On Sunday, he had a cough, of the sort that causes almost no worry at all, except that you think, “If this gets worse, he’ll be missing school tomorrow.”  Sunday night the cough turned into a wheezing, shivering, terrifying thing, so sudden and scary that I thought he was exaggerating or faking at first.  It took a long time for Liam to fall asleep, and when he did, instead of getting better, it was merely more obvious how bad off he was.  He was struggling to breathe.  Based on previous experience, I try not to go to the ER late at night, so my husband and I spent a long and scary night watching him in shifts.  In the morning he wasn’t much better at all, so we took him to the ER.  We probably should have taken him sooner, based on the way they rushed him in.  I’ve never been to the ER and seen anyone get admitted so fast.  The words “severe respitory distress” were spoken and then we were told that Liam was going to have to be transferred to another hospital where they had pediatric respitory specialists.

One ambulance ride later, he was at a second hospital.  He’d gotten a breathing treatment at the first hospital, and was already a lot better off than he was when we brought him in, but it was still scary.  Long, long, long day, which was spent at his bedside, and then my husband brought our other kids over, and I took them home, while my husband spent the night with Liam.

He’s home today.  This was up in the air for a while, but he ended up being allowed to come home, and he’s 110% better, with just a little gasping remaining.  What happened is still unclear.  It seems to have been an asthma attack, but he’s never been diagnosed with asthma.  It may have been caused by a virus.  It may have been caused by inhaling something, like popcorn.  It may have been caused by undiagnosed asthma.  Whatever it was, it was very scary, but he’s going to be all right.  And after all of that, I can’t help but be enormously grateful.

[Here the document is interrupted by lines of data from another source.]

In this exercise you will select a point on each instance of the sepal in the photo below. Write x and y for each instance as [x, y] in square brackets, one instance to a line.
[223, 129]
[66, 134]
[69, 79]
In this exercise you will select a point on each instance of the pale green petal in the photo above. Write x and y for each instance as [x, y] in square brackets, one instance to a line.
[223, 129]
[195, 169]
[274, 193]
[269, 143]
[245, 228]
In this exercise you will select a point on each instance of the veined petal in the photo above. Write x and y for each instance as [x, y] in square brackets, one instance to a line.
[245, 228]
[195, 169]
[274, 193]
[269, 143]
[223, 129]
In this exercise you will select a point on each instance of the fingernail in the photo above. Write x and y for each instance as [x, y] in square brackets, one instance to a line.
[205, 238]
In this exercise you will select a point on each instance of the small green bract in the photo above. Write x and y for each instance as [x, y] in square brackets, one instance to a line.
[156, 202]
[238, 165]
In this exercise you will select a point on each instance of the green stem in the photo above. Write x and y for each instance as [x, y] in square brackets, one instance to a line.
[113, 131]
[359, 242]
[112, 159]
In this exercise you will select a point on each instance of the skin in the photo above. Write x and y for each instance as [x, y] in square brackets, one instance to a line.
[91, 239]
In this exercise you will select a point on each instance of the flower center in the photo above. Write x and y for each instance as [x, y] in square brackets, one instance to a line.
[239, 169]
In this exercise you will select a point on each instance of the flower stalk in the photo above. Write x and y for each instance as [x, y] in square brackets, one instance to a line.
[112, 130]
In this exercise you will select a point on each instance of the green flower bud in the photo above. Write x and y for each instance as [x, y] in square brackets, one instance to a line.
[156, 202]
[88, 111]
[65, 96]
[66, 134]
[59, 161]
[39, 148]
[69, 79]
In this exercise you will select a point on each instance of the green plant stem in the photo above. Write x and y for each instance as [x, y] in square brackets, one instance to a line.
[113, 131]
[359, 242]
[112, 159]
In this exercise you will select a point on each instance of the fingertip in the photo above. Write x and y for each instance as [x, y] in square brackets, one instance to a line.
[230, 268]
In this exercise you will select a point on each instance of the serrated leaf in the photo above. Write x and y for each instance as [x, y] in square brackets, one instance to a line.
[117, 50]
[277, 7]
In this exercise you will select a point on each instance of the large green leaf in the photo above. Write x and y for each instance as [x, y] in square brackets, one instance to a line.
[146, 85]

This is thoroughly frivolous, but it’s the only good thing that happened yesterday.  I apparently knit frantically when I’m anxious, so I made most of a sleeve for Maude Louise.  I’m very glad I brought some knitting to the hospital, actually, because it kept me sane, and it occupied my hands when I didn’t feel very sane at all.

Sugar shock

December 5, 2006

Pattern: Short sleeved sweater from Erika Knight’s Simple Knits for Little Cherubs
Yarn: Rowan Yorkshire Tweed 4 Ply, color Oceanic
Yardage: 4 and a quarter balls, about 510 yards
Modifications: altered collar

So that’s the sweetest little sweater in the world, for the sweetest little girl in the world. There’s nothing complicated about it, but every inch of this pattern is classic and elegant and lovely, from the fitted sleeves to the buttoned neck, to the little flower embroidery on the front. The pattern was not difficult, but it did take a while thanks to the fine gauge of the yarn and the exciting adventure in which I ran out of yarn. Thankfully, it seems that all of the yarn left was from Rowan’s last dye lot. Notice where the yarn from England ends and the yarn from Yarnzilla begins? Exactly. It’s from the same dyelot. Yay! I have one and three quarters skeins leftover, too.

Eleanor picked the button. I was going to go with a mother of pearl button, but she wanted this pretty purple one, and I’m glad she picked it, because I like it with the embroidery.

This, by the way, is the closest to the true color that my pictures have come. You may have noticed a common background in my photographs – it’s my bedspread. The best light in our rather dark and unattractive apartment comes in through the upstairs bedroom window.